Forum Moderators: phranque
Here's the article (subscription required): [online.wsj.com...]
Nothing that's new, but it's intriguing that it's being covered in mainstream newspapers.
[post-gazette.com...]
Thus, a kind of schizophrenia exists at search-engine companies. Half their engineering staff is busy trying to keep useless pages out of search results; the other half is busy coming up with tools that make it easier for people to create and profit from the useless pages in the first place.-- From the article.
He goes on to hold out hope that developments like TrustRank will help.
Infospace, by the way, owns dogpile.com and other lesser known meta search engines.
I like the author's comparison of the web today as the outlaw anything goes period.
Google has no one else to blame but themselves.
the article was nothing new ..same old story ..then they cover the page in advertising how is that any different then most web pages.
Not nearly as bad when I was at MSN (front page)the other day following an article to the "read more" page .the "read more" page was 90% advertisements .. there was lterally less then 20 words about the topic .. then you had to click "read more" (again)to get to page 3 to finish the article and be bombarded with half the page in advertisements.
Listen I clearly see the pages that are the true culprits ..but these major websites are no different ..they simply make the garbage look a bit more professional
Characterizing WSJ as a scraper because it runs some ads is an inappropiate comparison. The article itself is important because it draws more attention to the Catch 22 Google has put itself in.
Sure, some of them are ad whores, see Yahoo, but I suspect they lose more then they gain. Time and market forces will tell if their flea market look will prevail.
True, some of the news services and mainstream portals make you run through 5 pages to read their entire article, etc., but at least they have something to offer.
Scrapers have NOTHING to offer.
Potemkin Village websites have NOTHING to offer.
Although one could place the blame squarely on lazy, greedy uninsightful webmasters, Google is also to blame.
the article was nothing new ..same old story ..then they cover the page in advertising how is that any different then most web pages.
What's "new" is that this sort of information is getting published in high profile media. And its the big companies with huge marketing budgets that read this sort of stuff, and they tend to believe when they read them in WSJ rather than WebmasterWorld.
A solution to this frenzy is to allow advertisers to track conversions on per-referring-site basis and switch (automatically) those off that fall below acceptable for them limit. This way non-converting scraper sites won't earn a dime and have to switch to something else.
Adam Smith's Invisible Hand is just as useful in web search as in economics. If undue regulation is removed then sites about widgets which are titled "widgets" and mention widgets on the page will rise to the top because it is more profitable for someone producing real widget information to work hard to rank for widgets than anyone else.

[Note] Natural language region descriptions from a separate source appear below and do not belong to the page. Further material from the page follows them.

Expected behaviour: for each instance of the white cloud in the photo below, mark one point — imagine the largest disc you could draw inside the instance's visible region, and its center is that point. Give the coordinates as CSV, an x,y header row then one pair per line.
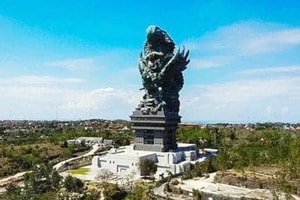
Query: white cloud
x,y
74,64
254,100
31,101
208,62
39,80
279,69
247,38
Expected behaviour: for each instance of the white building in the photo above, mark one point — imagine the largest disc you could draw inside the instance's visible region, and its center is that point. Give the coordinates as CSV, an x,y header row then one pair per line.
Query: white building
x,y
125,160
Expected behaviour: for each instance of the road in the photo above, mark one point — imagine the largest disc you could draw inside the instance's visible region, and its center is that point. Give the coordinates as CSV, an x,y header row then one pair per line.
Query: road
x,y
19,176
95,147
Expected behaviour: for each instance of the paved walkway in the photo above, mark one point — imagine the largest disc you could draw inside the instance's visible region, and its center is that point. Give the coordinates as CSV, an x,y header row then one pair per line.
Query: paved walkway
x,y
19,176
95,147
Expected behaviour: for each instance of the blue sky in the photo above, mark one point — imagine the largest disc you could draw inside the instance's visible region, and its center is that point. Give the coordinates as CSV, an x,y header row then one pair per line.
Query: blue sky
x,y
78,59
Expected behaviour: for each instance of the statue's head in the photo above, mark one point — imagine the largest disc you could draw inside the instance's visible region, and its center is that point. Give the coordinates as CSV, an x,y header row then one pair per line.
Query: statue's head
x,y
159,40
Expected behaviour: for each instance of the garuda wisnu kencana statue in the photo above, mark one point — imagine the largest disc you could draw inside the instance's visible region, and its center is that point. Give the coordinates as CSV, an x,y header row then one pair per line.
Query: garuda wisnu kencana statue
x,y
161,71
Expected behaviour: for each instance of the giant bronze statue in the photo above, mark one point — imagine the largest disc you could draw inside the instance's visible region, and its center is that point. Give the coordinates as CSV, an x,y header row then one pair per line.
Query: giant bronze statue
x,y
161,71
156,118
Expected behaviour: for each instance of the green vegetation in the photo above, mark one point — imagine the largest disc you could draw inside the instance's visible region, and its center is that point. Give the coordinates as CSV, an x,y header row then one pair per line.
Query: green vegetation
x,y
248,148
24,144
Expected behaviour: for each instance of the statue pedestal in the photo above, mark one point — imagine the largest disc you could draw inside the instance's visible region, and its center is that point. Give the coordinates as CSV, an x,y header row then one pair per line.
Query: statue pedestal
x,y
155,131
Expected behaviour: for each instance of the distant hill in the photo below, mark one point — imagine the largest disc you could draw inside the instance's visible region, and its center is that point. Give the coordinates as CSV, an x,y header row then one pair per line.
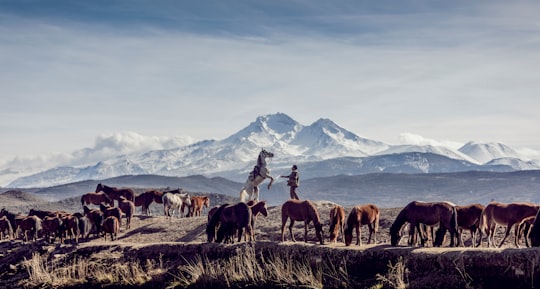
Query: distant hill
x,y
384,189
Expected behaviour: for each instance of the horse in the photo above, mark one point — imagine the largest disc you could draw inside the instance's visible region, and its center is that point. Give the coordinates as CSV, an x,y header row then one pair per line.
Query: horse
x,y
507,215
128,208
96,218
30,224
428,213
469,219
230,218
297,210
534,233
257,208
12,217
524,229
41,213
52,226
71,227
115,193
145,199
197,204
174,201
111,225
362,215
96,199
257,176
337,221
5,225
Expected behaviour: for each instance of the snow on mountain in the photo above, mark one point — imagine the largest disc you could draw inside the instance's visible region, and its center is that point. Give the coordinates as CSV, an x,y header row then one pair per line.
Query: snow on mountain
x,y
440,150
322,142
515,163
485,152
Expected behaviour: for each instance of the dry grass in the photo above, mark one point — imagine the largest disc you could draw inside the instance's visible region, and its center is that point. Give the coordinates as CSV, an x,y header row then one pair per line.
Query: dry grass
x,y
80,271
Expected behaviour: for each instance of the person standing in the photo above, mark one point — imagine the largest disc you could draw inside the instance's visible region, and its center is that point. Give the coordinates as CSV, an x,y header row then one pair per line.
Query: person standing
x,y
293,182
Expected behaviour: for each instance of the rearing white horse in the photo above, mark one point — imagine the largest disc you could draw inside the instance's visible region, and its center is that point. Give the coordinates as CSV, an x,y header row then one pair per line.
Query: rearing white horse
x,y
257,176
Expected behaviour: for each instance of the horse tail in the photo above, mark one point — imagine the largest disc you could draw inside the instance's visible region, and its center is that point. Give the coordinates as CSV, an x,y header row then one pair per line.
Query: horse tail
x,y
212,223
243,195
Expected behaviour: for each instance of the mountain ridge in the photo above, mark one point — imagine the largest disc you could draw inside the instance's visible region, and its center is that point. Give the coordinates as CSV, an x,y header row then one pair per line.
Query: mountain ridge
x,y
292,142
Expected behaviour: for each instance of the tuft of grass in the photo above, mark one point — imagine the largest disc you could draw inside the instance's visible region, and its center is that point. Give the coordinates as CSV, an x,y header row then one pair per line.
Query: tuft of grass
x,y
79,271
397,276
248,269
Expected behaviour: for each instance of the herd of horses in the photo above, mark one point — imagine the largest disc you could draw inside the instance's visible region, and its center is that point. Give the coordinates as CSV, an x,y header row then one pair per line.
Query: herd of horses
x,y
102,221
428,222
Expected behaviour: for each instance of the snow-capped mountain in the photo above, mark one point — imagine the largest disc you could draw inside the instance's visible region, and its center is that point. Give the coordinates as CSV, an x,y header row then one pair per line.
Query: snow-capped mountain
x,y
324,147
485,152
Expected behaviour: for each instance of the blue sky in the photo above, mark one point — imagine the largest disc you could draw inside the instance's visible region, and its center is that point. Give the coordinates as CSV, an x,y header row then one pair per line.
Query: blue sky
x,y
158,73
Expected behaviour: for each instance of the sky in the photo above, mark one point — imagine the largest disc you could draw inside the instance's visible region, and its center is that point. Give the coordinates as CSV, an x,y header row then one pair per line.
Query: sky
x,y
157,74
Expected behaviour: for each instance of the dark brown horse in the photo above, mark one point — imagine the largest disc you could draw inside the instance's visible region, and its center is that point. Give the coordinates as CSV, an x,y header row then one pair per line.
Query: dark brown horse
x,y
5,226
230,218
305,211
428,213
362,215
469,219
115,193
111,225
128,208
96,218
112,211
257,208
145,199
524,229
32,225
507,215
534,233
52,227
96,199
197,205
337,223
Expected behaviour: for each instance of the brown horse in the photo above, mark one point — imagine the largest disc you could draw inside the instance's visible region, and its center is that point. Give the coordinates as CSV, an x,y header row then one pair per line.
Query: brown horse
x,y
111,225
197,205
229,218
5,225
115,193
52,227
507,215
534,234
297,210
96,199
524,229
96,218
337,222
257,208
30,224
362,215
469,219
145,199
428,213
128,208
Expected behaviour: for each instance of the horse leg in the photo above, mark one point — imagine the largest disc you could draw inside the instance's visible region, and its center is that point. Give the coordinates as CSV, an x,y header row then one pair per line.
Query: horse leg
x,y
290,230
283,222
506,233
358,241
306,225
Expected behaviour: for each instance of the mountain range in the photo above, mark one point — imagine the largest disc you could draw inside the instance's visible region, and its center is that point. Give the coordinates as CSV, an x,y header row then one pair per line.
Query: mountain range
x,y
322,149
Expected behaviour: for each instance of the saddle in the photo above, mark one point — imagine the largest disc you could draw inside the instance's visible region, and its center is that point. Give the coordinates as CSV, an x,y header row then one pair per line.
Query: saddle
x,y
254,173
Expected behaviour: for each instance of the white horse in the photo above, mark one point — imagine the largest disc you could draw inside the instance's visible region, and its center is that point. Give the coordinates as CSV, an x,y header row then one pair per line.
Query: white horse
x,y
173,201
250,191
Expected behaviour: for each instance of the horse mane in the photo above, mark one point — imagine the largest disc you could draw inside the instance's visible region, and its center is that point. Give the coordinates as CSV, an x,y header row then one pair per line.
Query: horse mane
x,y
400,221
314,214
212,223
351,220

G's current so-called spam filtering elimates the most relevant pages, leaving only the wastelend of "vaguely optimized for a wide variety of topics" type sites in the top SERPs.
G has outsmarted itself and due to it's misapplied human intervention and spam filtering has created a less relevant product.
Trust Rank is no solution as it sounds like G's "democratic" method of Page Rank with the even playing field removed. Trust Rank will be an excuse to kill off scrapers and most small publishers as well.
First, scrapper sites are growing... and growing fast. With a host account and articlebot you can create a 10,000 page scrap site in about a few days. Then it is a simple matter of rinse and repeat.
I think the only way a solution will work is with human intervention in the process. Either TrustRank or Lord Magestic's suggetion or both.
It look the WSJ just a few lines to realize a site was a scraper site but even the latest version of googlebot doesn't know the difference between that an high value content.
The obvious solution is for G to stop trying to filter sites. In 2001, when I could walk up to to the top of the SERPs for virtually any term I chose was also the time in which G delivered the best results.
Wow thats a dumb statement, your saying that when you were the only one packing keywords google provided the best results? So therefore YOUR results were the best in every keyword? Gimmie a break! If google allowed had the same system now as in 2001 you would be screaming bloody murder because some Indonesian would be blackhatting better than you could. It would be one giant battle of blackhat SEO... I'm sure that would produce some interesting results.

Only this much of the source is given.